Q. Can attestation information submitted for the EHR Incentive Programs be updated, changed, cancelled, or withdrawn after successful submission in the EHR Registration and Attestation System?

A: Once a provider has submitted his/her attestation and has been either locked for payment or had an incentive payment issued, he/she will not have the ability to amend the information in the attestation system. It is the provider’s responsibility to maintain records that demonstrate the MU requirements have been met and to determine whether corrections to the attestation information would enable continued demonstration of MU.

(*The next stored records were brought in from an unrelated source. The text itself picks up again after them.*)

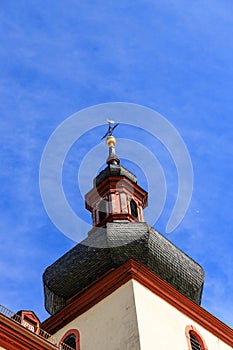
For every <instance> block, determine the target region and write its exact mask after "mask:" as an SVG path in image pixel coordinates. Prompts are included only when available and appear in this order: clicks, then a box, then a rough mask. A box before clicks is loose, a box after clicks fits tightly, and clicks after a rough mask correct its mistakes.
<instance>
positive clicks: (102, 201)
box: [99, 199, 107, 222]
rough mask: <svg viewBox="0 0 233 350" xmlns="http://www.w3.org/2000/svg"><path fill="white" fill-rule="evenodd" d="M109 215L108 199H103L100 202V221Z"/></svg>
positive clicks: (99, 220)
mask: <svg viewBox="0 0 233 350" xmlns="http://www.w3.org/2000/svg"><path fill="white" fill-rule="evenodd" d="M106 216H107V206H106V201H105V200H104V199H103V200H102V201H101V202H100V204H99V222H101V221H103V220H104V219H105V218H106Z"/></svg>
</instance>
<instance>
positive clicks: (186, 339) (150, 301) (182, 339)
mask: <svg viewBox="0 0 233 350" xmlns="http://www.w3.org/2000/svg"><path fill="white" fill-rule="evenodd" d="M133 289H134V298H135V304H136V312H137V320H138V329H139V338H140V345H141V347H140V349H141V350H153V349H159V350H168V349H175V350H176V349H177V350H187V349H188V345H187V339H186V335H185V328H186V326H188V325H192V326H194V327H195V328H196V329H197V330H198V332H199V333H200V334H201V336H202V338H203V339H204V340H205V342H206V345H207V347H208V349H209V350H230V349H231V347H230V346H228V345H226V344H225V343H223V342H222V341H221V340H219V339H218V338H216V336H214V335H213V334H211V333H210V332H208V331H207V330H206V329H204V328H203V327H201V326H200V325H199V324H197V323H196V322H194V321H193V320H192V319H191V318H189V317H187V316H186V315H183V314H182V313H181V312H180V311H178V310H177V309H176V308H175V307H173V306H171V305H170V304H168V303H167V302H166V301H164V300H163V299H161V298H160V297H158V296H157V295H155V294H154V293H152V292H151V291H150V290H148V289H147V288H145V287H144V286H142V285H141V284H140V283H138V282H137V281H133Z"/></svg>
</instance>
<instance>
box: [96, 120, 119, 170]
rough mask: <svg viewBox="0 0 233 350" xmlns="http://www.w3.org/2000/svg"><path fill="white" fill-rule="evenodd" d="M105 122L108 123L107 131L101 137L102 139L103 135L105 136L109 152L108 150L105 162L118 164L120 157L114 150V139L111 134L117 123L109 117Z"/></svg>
mask: <svg viewBox="0 0 233 350" xmlns="http://www.w3.org/2000/svg"><path fill="white" fill-rule="evenodd" d="M106 122H107V123H108V131H107V132H106V134H105V135H104V136H103V137H102V138H101V140H103V139H104V138H105V137H107V139H106V144H107V146H108V149H109V152H108V158H107V160H106V163H107V164H115V165H116V164H120V159H119V158H118V157H117V155H116V151H115V146H116V139H115V137H114V136H112V133H113V130H114V129H115V128H116V127H117V126H118V125H119V123H117V124H115V122H114V120H110V119H107V120H106ZM114 124H115V125H114Z"/></svg>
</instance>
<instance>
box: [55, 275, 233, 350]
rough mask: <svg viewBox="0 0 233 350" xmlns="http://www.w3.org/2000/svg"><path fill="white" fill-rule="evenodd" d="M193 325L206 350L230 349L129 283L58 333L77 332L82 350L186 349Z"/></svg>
mask: <svg viewBox="0 0 233 350" xmlns="http://www.w3.org/2000/svg"><path fill="white" fill-rule="evenodd" d="M188 325H192V326H194V327H195V328H196V329H197V330H198V332H199V333H200V334H201V336H202V338H203V339H204V340H205V342H206V345H207V347H208V350H230V349H231V347H230V346H228V345H226V344H225V343H223V342H222V341H221V340H219V339H217V338H216V337H215V336H214V335H213V334H211V333H210V332H208V331H207V330H205V329H204V328H203V327H201V326H200V325H199V324H197V323H196V322H194V321H193V320H192V319H190V318H189V317H187V316H186V315H183V314H182V313H181V312H180V311H178V310H177V309H176V308H175V307H173V306H171V305H170V304H169V303H167V302H166V301H164V300H163V299H161V298H160V297H158V296H157V295H155V294H154V293H152V292H151V291H150V290H148V289H147V288H145V287H144V286H142V285H141V284H140V283H138V282H137V281H134V280H131V281H129V282H127V283H126V284H125V285H123V286H121V287H120V288H119V289H118V290H116V291H115V292H113V293H112V294H111V295H109V296H108V297H106V298H105V299H104V300H102V301H101V302H99V303H98V304H96V305H95V306H94V307H92V308H91V309H90V310H88V311H87V312H85V313H84V314H82V315H80V316H79V317H77V318H76V319H75V320H74V321H72V322H70V323H69V324H68V325H67V326H65V327H64V328H62V329H61V330H59V331H58V332H57V333H56V334H55V336H56V337H57V339H61V338H62V337H63V335H64V334H65V333H66V332H67V331H68V330H70V329H73V328H74V329H78V330H79V332H80V340H81V350H93V349H95V350H169V349H174V350H188V344H187V339H186V335H185V328H186V326H188Z"/></svg>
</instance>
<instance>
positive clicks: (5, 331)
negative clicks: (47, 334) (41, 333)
mask: <svg viewBox="0 0 233 350" xmlns="http://www.w3.org/2000/svg"><path fill="white" fill-rule="evenodd" d="M0 334H1V336H0V346H2V347H3V348H5V349H7V350H16V349H20V350H35V349H37V350H53V349H54V350H55V349H57V347H56V346H55V345H53V344H51V343H49V342H47V341H46V340H45V339H43V338H41V337H39V336H38V335H36V334H35V333H33V332H31V331H29V330H27V329H26V328H25V327H23V326H22V325H21V324H19V323H17V322H15V321H14V320H12V319H10V318H8V317H6V316H4V315H2V314H0Z"/></svg>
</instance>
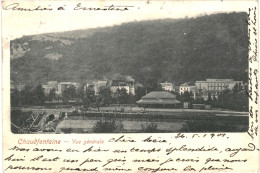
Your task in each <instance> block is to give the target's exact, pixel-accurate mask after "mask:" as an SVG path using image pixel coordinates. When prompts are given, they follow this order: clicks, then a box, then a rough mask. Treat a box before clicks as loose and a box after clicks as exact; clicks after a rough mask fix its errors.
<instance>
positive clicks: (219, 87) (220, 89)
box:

If the provider is not able to demonstrate MU with the amended data, it is the provider’s responsibility to complete the Medicare EHR Incentive Program Return Payment/Withdrawal Form Exit Disclaimer: You Are Leaving and follow the instructions on the form explaining how to return their EHR incentive payment. Further instructions on the steps necessary to withdraw an attestation from the EHR Incentive Program can be found on the Medicare Incentive Payment Withdrawal Form.

Providers may access the online Meaningful Use Attestation Calculator tool Exit Disclaimer: You Are Leaving to enter their amended data and test whether they would continue to demonstrate MU.

EPs or EHs wishing to change or withdraw their attestation from a Medicaid EHR Incentive Program should contact their state directly to make this request.

Note that CMS does not require providers who relied on flawed software for their attestation information to submit amended attestation data.